Schmidt is still adding entries to her database. Even during a conference she attended in late January, she took free time to visit libraries and bookstores on the hunt for new titles. Since last summer, she had added 200 guides.
Some regions seem more heavily represented than others, she conceded.
The reason: People in some regions, especially the former British Commonwealth countries like Australia, are more into amateur natural history than people in countries like Russia or China, she said. And popular ecotourist spots like Costa Rica have more field guides than countries where the plants and animals havent been studied as much.
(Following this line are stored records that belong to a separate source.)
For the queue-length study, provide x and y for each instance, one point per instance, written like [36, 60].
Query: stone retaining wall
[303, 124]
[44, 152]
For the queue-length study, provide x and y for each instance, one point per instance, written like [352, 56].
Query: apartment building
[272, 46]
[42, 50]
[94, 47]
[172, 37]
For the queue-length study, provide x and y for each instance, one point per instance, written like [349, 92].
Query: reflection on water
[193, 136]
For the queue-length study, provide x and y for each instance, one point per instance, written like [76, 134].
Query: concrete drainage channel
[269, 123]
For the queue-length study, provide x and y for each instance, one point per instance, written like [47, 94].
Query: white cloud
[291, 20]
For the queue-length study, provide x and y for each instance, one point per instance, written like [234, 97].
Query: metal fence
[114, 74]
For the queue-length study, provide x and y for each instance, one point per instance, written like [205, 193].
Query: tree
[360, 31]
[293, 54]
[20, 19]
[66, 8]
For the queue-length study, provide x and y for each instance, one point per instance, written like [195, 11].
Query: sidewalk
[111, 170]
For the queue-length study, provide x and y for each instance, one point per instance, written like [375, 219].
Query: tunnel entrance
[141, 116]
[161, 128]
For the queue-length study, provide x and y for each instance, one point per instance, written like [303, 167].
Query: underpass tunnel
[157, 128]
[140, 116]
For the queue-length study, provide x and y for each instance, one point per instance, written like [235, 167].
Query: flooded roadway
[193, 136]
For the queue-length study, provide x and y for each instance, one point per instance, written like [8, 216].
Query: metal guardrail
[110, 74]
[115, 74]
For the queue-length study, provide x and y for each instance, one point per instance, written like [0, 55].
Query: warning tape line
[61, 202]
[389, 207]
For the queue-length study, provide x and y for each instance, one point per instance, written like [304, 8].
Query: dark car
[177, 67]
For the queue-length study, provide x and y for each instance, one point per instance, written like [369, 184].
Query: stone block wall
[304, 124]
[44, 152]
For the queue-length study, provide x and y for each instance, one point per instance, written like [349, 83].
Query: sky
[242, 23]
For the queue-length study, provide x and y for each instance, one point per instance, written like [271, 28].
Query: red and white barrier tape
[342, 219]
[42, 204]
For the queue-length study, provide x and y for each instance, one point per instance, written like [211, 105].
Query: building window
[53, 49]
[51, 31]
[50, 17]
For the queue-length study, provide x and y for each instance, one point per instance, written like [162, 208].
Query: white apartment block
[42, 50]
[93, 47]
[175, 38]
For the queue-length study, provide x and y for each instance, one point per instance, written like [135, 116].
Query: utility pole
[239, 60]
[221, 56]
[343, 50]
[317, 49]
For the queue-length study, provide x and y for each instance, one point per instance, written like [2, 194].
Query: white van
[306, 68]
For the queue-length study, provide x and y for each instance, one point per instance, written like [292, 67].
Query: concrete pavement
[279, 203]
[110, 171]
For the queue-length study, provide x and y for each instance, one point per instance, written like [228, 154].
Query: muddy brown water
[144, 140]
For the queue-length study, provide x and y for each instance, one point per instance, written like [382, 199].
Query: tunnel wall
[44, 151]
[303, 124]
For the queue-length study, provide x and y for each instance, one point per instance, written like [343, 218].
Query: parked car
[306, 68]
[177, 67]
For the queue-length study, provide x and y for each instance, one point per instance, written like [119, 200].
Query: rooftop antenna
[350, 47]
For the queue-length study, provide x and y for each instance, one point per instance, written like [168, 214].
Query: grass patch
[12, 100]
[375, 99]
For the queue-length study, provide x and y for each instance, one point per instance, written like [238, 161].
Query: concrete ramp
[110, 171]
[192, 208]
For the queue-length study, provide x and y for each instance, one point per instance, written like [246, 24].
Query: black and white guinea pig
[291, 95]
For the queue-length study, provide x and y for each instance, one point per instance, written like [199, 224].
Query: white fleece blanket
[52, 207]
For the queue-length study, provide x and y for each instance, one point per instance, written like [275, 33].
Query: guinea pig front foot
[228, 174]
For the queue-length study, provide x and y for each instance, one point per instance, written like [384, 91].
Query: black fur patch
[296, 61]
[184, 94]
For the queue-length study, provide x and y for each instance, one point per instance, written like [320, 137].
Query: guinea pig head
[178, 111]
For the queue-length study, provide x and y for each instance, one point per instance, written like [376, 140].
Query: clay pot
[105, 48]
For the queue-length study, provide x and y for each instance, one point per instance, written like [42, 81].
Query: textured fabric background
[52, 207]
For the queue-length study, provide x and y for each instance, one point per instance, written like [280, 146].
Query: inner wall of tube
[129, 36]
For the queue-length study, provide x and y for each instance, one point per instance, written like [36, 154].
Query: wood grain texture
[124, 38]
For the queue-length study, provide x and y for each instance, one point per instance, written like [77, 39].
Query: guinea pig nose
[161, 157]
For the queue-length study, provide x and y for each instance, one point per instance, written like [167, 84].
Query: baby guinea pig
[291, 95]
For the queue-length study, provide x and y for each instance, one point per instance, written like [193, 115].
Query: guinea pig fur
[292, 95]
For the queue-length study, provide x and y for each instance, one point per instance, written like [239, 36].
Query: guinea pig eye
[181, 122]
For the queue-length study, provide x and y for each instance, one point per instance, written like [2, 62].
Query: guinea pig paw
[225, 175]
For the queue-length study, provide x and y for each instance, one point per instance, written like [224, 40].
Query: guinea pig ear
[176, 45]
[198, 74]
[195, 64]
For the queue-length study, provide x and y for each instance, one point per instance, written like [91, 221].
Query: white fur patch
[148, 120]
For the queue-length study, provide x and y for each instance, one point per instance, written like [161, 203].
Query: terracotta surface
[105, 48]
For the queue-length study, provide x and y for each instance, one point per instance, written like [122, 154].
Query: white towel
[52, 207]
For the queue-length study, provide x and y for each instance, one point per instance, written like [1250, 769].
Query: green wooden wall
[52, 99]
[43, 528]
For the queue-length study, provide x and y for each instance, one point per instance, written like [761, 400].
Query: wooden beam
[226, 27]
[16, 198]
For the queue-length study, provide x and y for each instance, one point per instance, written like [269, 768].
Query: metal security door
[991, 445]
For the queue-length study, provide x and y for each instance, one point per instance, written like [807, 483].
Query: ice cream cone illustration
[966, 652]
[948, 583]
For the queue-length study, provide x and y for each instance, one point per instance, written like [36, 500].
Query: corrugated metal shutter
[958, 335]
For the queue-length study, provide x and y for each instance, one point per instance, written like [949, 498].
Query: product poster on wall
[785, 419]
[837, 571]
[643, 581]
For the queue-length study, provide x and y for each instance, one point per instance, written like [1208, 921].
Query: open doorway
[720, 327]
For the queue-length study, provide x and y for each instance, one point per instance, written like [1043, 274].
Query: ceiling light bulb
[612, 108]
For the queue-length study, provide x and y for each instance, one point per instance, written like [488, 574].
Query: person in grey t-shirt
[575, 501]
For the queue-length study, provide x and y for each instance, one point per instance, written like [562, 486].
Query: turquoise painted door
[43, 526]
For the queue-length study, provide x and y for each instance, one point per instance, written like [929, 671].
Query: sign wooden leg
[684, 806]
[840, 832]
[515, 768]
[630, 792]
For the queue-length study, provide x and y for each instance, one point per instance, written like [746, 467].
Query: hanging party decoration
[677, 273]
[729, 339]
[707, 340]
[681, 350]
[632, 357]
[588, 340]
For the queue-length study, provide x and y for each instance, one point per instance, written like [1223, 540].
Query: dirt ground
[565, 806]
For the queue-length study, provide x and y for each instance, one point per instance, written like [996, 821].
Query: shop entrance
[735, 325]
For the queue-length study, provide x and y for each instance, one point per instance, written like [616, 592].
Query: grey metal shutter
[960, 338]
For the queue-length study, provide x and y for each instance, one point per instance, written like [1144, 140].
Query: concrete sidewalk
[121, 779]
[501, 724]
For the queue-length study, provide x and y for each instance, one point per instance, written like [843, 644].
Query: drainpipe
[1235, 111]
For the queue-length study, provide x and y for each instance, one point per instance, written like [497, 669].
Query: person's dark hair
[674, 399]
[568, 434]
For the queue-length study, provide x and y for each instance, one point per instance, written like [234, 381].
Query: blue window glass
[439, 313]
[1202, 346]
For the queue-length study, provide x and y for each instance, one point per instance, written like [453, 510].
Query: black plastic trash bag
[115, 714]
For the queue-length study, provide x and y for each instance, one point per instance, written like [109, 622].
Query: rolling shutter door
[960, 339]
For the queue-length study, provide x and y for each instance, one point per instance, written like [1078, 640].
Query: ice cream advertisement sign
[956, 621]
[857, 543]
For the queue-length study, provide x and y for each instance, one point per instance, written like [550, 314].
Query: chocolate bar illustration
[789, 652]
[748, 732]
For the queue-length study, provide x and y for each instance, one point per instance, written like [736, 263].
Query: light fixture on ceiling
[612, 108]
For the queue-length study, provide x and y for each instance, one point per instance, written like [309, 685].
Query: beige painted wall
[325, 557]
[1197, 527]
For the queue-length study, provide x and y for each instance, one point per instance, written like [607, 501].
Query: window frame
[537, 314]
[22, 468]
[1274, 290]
Language also can be a problem, she said.
Libraries in the U.S. dont collect as many books in non-Roman alphabets as they do in English, and I rely on library collections for a lot of the information on field guides.
Even if you arent going anywhere, just browsing the database is a trip, since so many of the items fall into the Who knew? category. As in, who knew this was a field of close observation, even study?
Sure, Aboriginal rock engravings in Australia are one thing obvious topics for field guides. So are stone walls in the Eastern United States, seashells of the Arabian Gulf and sea slugs in Hong Kong. And, farther afield, guides to the names of clouds and Galaxies and Other Deep Sky Objects make perfect sense.
A field guide to the stray shopping carts of Eastern North America, on the other hand, must be a whole new realm of nearly unexplored territory.